Non-renewable fuels, rising oil prices and a global increase in demand, it’s no secret that manufacturers are collectively spending billions of dollars on research & development to make their cars more efficient, but are they succeeding or are they just throwing money at a problem without a solution?
The answer is both yes and no. Take a step back and let’s put things into perspective, consumers hate compromising, they want everything and who can blame them? Look at the automotive industry 10 years ago; big cars, big cabins and big performance, each out doing their predecessor. Now look at our market today, smaller cars, similar cabin size, similar performance, increased safety features and more creature comforts than ever before. So what does this mean? Older cars - simple but big and heavy; new cars - complex but small and still quite heavy. How does this play into the hands of fuel economy? It doesn’t. Cars are required to become technologically packed to meet certain expectations consumers have when buying a new car. Although manufacturers have made leaps and bounds in engine and drive train efficiency development, this doesn’t reflect in the reduction of fuel consumption as it should.
For example: The 2011 Toyota Corolla Ascent hatch (1.8L petrol engine and manual transmission) has an official combined fuel economy of 7.3L per 100km. Go back ten years to 2001 and the Corolla Ascent hatch (also with a 1.8L petrol engine and manual transmission) also had an official combined fuel economy figure of 7.3L per 100kms. Why no drop in economy? Well consider the newer model is 14cm longer in wheelbase, 7cm wider and 13cm higher in dimensions.

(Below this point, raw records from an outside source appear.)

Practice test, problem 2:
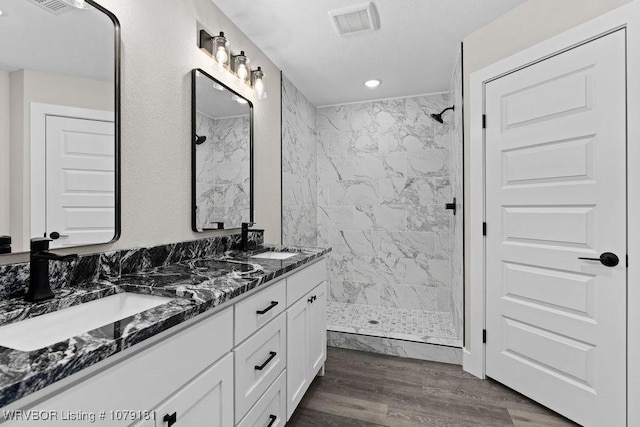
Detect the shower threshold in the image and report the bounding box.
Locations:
[327,301,462,347]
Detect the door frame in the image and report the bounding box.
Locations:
[463,0,640,425]
[28,102,118,237]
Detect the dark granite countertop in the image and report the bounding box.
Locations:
[0,246,330,407]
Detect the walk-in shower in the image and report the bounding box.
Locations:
[282,49,463,354]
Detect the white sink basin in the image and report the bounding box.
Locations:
[251,251,296,259]
[0,293,171,351]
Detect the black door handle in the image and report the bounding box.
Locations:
[254,351,278,371]
[162,412,178,427]
[578,252,620,267]
[444,197,458,215]
[256,301,278,314]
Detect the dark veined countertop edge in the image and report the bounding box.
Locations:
[0,245,331,407]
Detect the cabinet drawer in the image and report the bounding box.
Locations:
[287,258,327,305]
[146,354,233,427]
[234,313,287,420]
[238,370,287,427]
[235,280,287,345]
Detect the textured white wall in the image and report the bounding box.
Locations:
[463,0,631,343]
[0,0,281,264]
[0,71,10,236]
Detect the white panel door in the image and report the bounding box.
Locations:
[45,116,115,247]
[485,30,627,427]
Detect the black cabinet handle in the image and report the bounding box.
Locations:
[578,252,620,267]
[162,412,178,427]
[254,351,278,371]
[256,301,278,314]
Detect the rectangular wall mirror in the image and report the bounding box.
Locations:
[0,0,120,254]
[191,69,253,231]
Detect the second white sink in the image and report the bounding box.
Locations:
[251,251,296,259]
[0,292,171,351]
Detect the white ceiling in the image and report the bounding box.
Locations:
[0,0,114,81]
[210,0,525,106]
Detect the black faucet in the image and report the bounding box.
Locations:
[240,222,254,251]
[24,237,78,302]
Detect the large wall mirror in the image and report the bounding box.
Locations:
[0,0,120,253]
[191,69,253,231]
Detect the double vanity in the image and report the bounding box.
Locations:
[0,0,328,427]
[0,242,328,427]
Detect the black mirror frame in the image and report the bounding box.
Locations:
[89,0,122,246]
[190,68,254,233]
[0,0,122,255]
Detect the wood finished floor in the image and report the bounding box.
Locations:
[287,347,577,427]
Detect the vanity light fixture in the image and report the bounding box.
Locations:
[62,0,92,9]
[198,30,231,70]
[251,67,267,99]
[231,95,247,104]
[200,29,267,99]
[364,79,381,89]
[233,50,250,84]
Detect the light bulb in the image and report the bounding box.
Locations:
[216,46,229,68]
[253,79,264,99]
[238,64,249,81]
[251,67,267,99]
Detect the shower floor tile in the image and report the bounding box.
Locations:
[327,301,462,347]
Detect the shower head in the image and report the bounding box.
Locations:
[431,114,444,123]
[431,105,456,123]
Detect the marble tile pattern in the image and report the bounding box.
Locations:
[282,76,318,246]
[327,331,462,365]
[317,93,453,320]
[449,50,464,338]
[327,301,462,347]
[195,113,251,229]
[0,239,329,407]
[0,230,264,305]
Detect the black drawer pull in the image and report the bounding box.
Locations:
[256,301,278,314]
[162,412,178,427]
[254,351,278,371]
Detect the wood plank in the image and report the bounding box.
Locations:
[508,409,578,427]
[301,391,388,424]
[287,348,575,427]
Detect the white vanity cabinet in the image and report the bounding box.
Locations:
[2,259,327,427]
[287,282,327,420]
[2,307,233,427]
[136,354,233,427]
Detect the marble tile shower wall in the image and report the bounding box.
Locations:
[282,76,317,246]
[317,94,452,311]
[196,113,250,229]
[0,232,264,299]
[449,51,464,339]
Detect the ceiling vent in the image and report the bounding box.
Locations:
[27,0,75,15]
[329,2,380,37]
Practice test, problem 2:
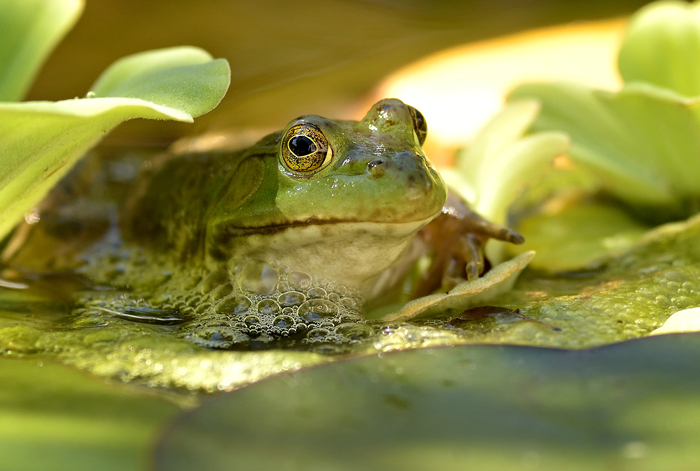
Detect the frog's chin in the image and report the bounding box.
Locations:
[213,216,435,294]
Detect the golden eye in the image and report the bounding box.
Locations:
[282,124,333,173]
[407,105,428,145]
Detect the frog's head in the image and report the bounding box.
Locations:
[207,99,446,292]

The new engine is 17% more powerful and overall the 2011 model is far safer with an airbag count of 6 compared to 1 just 10 years earlier. Add in other things such as larger wheels, wider tyres and bigger brakes and it’s easy to see why the kerb weight has increased by 165 kilograms with no change in fuel economy.
This said, consumers are now more educated than ever and are aware of how carbon emissions and fuel economy have an impact on the environment around them. This knowledge allows room for a shift in consumer behaviour, with the option of purchasing vehicles that significantly reduce their environmental impact and fuel consumption. The next decade will see the launch of a variety of new technologies to cater for this behavioural change, including petrol hybrids, diesel hybrids, LPG hybrids and even an onslaught of electric only vehicles. Our market intelligence makes note of the influence product availability has on driving consumer choices, and although it may be a major driving force towards the uptake of “greener” vehicles, it’s not the only one.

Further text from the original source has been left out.